“Despite my age, I am always searching for something new. The path on which I search leads me unavoidably back to me. Thus, it is also always about finding new sides of myself. The intense experience of music is a way into one’s own being – for the listener too.”
Composer Friedrich Cerha, born in Vienna in 1926, has long been considered one of the most important Austrian composers of our time. In 1958, he founded the Vienna-based ensemble die reihe, which he directed for decades. In 1960 and 1961, Cerha composed a work that became central to his compositional output - a cycle entitled Spiegel. In 1979, he completed Berg’s three-act opera Lulu, a work for which he gained international attention.
Friedrich Cerha has spent much of his career delving into various 20th century musical styles, such as twelve-tone technique, neoclassicism, and serial music. He has also maintained an interest in replicable emotional developments, which permeate both his orchestral and chamber works.
Music-theatre has also played an important role in Cerha’s compositional output. For example, he created a version of Spiegel that included movement groups, lights, and objects. Soon after this he wrote the music-theatre piece Netzwerk. In the late 1970s, Cerha became highly interested in Bertolt Brecht’s Baal and produced a work of the same name that grappled with the relationship between the individual and society. This work was followed by Der Rattenfänger (1984-1986) and Der Riese vom Steinfeld (1997). His most important orchestral works include Langegger Nachtmusik III and Impulse.
The past decade has seen his extraordinary, seemingly never-ending creativity continue to flourish. Since Momente, premiered by the Bavarian Radio Symphony Orchestra under Arturo Tamayo in 2005, over ten works for large orchestra have been written for ensembles such as Gewandhausorchester Leipzig, WDR Symphony Orchestra, BBC Philharmonic Orchestra, SWR Symphony Orchestra Baden-Baden and Freiburg and the ORF Radio Symphony Orchestra Vienna. This is in addition to nearly 50 solo and ensemble works and an opera, Onkel Präsident, premiered in Munich at the Gärtnerplatz Theater in 2013.
The composer’s 90th birthday was celebrated with performance by the Scharoun Ensemble, Klangforum Wien and oenm among others.
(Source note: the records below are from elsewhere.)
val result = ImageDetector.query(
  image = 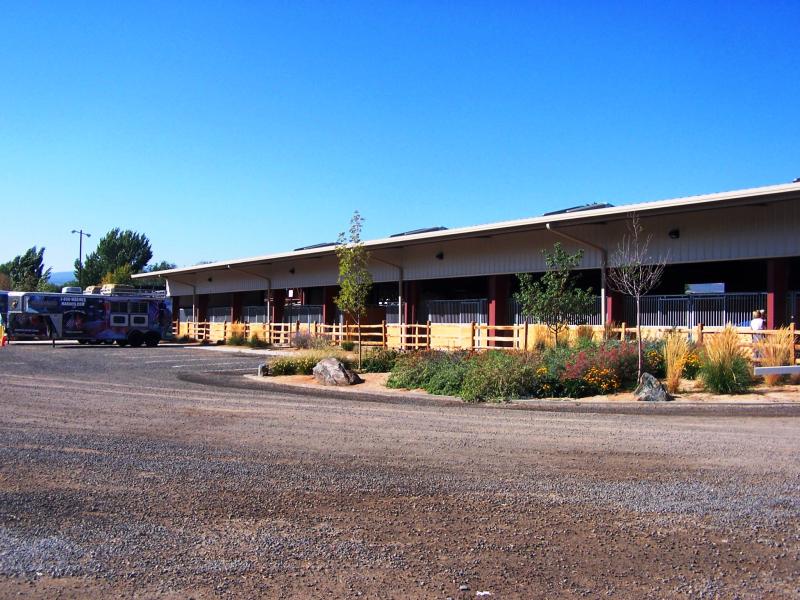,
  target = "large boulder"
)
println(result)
[633,373,673,402]
[313,358,364,385]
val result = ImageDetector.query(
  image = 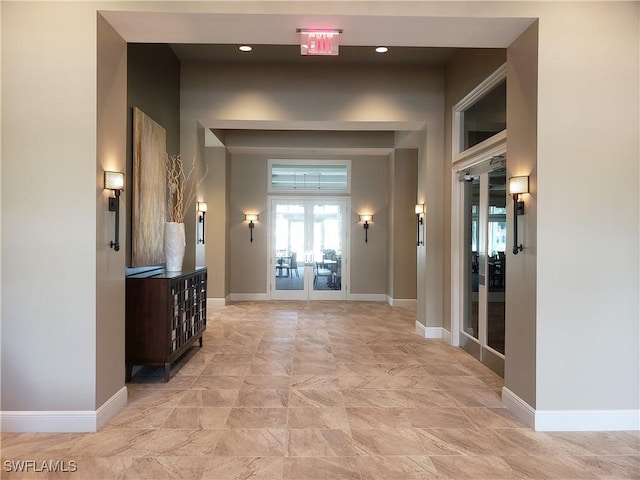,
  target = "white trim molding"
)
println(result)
[502,387,536,428]
[229,293,269,302]
[416,320,445,339]
[535,410,640,432]
[387,295,416,308]
[96,387,128,431]
[0,387,127,433]
[207,298,227,308]
[347,293,388,303]
[502,387,640,432]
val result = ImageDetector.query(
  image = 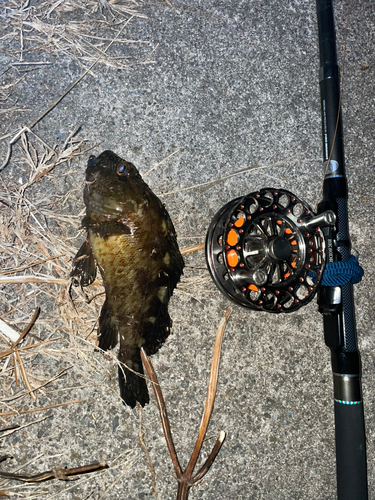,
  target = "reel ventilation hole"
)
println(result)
[206,188,335,313]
The Wigmore Hall dedicated a Composer Focus Day to the composer at the beginning of the 2015/16 season and later in the season the Vienna Radio Symphony Orchestra congratulated the composer with two premieres under their chief conductor Cornelius Meister: Drei Sätze for orchestra in April in the Vienna Musikverein and Eine blassblaue Vision at the Salzburg Festival in August.
In the 2017/18 season, Drei Sätze für Orchester receives its German premiere in Osnabrück, and the orchestral work Nacht will be given its Japanese premiere by the Tokyo Metropolitan Symphony Orchestra under Ilan Volkov.
In addition to his active compositional life, Friedrich Cerha taught at the Hochschule für Musik in Vienna until 1988. His students included Georg Friedrich Haas and Karlheinz Essl. Friedrich Cerha is a recipient of the Grand Austrian State Prize, a member of the European Academy of Arts and Sciences, and an officer of the Order of Arts and Letters. The Venice Biennale awarded Cerha with the Golden Lion for his life’s work in 2006. Friedrich Cerha was honoured with the 2012 Ernst von Siemens Music Prize, known as the “Nobel Prize of Music”.